We tested.”

Dominic shut his eyes, but he couldn’t stop seeing the silver sandals glittering in her hands at the Boat Club. They wouldn’t be the same shoes, but he couldn’t stop seeing them.

“I’m sorry, old man,” said George. He rose and drew away gingerly; the front view of Dominic was beginning to be too precarious, he moved considerately to the rear. The slender shoulders were braced and motionless. “It isn’t the end of the world, or of the case, either,” said George, “but it’s no good pretending that the outlook’s rosy, Dom. I had to tell you, in justice to you. Don’t take it too much to heart.”

He laid his hand for an instant on Dominic’s shoulder, and let his knuckles scrub gently at the rigid cheek.

Dominic got up abruptly and steered a blind course for the door, and blundering past Bunty fled for the stairs. Bunty looked after him, looked at George, and hesitated whether to follow. It was George who said warningly: “No!” and shook his head at her. It couldn’t be cured that way, either.

“Let him alone,” said George. “He’ll be all right, just let him alone.”

CHAPTER IX.

BY THE TIME he came down to breakfast next morning he had thought things out for himself, and arrived at a position from which he did not intend to be moved; that was implicit in the set of his jaw and the pallid resolution of his whole face, which seemed to have moved a long stage nearer to its mature form overnight.
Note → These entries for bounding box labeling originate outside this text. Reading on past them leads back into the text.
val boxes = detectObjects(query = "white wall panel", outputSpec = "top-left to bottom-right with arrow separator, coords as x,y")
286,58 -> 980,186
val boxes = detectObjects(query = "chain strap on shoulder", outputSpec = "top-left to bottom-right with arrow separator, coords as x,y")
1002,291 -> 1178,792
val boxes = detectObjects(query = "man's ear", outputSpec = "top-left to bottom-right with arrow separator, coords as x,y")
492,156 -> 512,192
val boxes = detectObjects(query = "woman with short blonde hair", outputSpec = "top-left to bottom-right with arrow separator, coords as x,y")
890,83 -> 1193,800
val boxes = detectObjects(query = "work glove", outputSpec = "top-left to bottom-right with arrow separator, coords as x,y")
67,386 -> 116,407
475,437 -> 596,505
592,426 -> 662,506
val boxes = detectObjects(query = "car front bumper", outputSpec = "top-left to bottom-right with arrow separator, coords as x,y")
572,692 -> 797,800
By his puffy eyelids and the blue hollows under his eyes thinking was what he’d been doing all through the hours of darkness when he should have been sleeping. He arrived at the breakfast table composed and quiet, greeted his parents punctiliously, to show there were no dangerous loose ends dangling, and made himself more mannishly attentive to Bunty than she had ever known him. Gravely she played up to him; having two men in the house was going to be interesting. She had no real complaints against George, but having a rival around wasn’t going to do him any harm, and she was going to enjoy herself. If only it hadn’t had to happen to him this way! She and George had spent the early hours of the morning in subdued and anxious colloquy over him, and it was difficult not to betray that they were watching him with equal anxiety now, intensely aware of every consciously restrained movement he made, even of the hesitations and selections that preceded every word he spoke.
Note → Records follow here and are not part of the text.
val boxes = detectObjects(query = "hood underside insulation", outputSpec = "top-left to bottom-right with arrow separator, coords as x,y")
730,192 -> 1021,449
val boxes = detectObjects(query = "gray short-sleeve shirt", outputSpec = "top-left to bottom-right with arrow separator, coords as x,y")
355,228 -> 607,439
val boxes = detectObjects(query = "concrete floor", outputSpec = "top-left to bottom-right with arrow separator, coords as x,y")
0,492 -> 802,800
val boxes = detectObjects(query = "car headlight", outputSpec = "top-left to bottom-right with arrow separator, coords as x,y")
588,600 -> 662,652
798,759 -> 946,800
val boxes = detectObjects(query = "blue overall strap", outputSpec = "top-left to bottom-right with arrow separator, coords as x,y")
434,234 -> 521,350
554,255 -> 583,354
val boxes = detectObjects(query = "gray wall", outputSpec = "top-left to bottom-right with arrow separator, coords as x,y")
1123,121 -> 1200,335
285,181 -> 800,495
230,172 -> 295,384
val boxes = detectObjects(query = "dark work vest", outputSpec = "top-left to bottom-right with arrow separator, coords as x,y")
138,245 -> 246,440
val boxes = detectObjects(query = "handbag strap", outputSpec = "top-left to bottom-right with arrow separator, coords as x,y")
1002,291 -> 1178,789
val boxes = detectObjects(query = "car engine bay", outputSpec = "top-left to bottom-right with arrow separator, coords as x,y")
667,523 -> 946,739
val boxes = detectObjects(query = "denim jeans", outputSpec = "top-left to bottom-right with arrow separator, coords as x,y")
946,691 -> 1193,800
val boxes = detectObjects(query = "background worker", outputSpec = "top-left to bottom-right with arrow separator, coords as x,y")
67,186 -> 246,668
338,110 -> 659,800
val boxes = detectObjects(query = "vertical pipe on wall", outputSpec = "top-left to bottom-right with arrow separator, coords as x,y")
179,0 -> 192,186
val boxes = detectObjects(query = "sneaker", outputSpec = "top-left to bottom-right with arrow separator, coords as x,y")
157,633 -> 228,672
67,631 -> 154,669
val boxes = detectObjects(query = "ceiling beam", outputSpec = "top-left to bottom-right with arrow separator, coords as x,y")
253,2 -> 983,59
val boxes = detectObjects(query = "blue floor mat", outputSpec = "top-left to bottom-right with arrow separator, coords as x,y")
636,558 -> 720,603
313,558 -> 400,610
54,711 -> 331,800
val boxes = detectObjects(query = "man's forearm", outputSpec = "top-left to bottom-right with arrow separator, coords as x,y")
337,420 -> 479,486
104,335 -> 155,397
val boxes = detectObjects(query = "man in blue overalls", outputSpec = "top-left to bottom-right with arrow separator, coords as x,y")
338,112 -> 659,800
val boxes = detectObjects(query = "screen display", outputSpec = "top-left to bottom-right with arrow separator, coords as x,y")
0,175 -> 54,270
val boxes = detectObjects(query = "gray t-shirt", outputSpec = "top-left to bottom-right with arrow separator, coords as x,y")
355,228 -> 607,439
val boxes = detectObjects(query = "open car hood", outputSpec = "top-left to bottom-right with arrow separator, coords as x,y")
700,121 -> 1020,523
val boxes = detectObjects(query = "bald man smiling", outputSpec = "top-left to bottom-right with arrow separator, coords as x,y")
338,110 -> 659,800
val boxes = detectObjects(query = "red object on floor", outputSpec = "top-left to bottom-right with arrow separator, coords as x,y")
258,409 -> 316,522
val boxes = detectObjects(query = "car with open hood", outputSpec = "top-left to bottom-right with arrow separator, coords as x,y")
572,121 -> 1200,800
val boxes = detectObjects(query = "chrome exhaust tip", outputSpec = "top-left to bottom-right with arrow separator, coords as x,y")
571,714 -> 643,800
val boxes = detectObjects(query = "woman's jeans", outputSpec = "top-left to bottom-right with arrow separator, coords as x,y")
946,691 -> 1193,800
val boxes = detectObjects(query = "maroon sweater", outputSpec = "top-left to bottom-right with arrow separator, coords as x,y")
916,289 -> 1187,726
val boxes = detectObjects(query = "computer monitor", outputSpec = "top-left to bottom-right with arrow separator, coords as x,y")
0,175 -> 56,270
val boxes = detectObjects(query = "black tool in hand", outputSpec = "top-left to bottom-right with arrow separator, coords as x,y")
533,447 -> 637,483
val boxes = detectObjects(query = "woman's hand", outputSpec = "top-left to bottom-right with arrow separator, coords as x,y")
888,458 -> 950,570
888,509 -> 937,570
“About last night, Dad,” he said, embarking at last with a shivering plunge which he did his best to make look normal. “I’ve been thinking what I ought to do. I’ve thought over everything you said, and, and thanks for telling me. But there’s one thing I know absolutely, and it’s evidence to me even if it isn’t to you, I mean you can’t possibly know it as I do. When she talked to me Kitty didn’t know how Mr. Armiger was killed. So she couldn’t possibly be the person who killed him. I don’t expect you to be sure of that, because you didn’t see her and hear her, but I did, and I am sure. So all the other things you’ve found out against her can’t really mean that she’s guilty, there has to be some other explanation for them.”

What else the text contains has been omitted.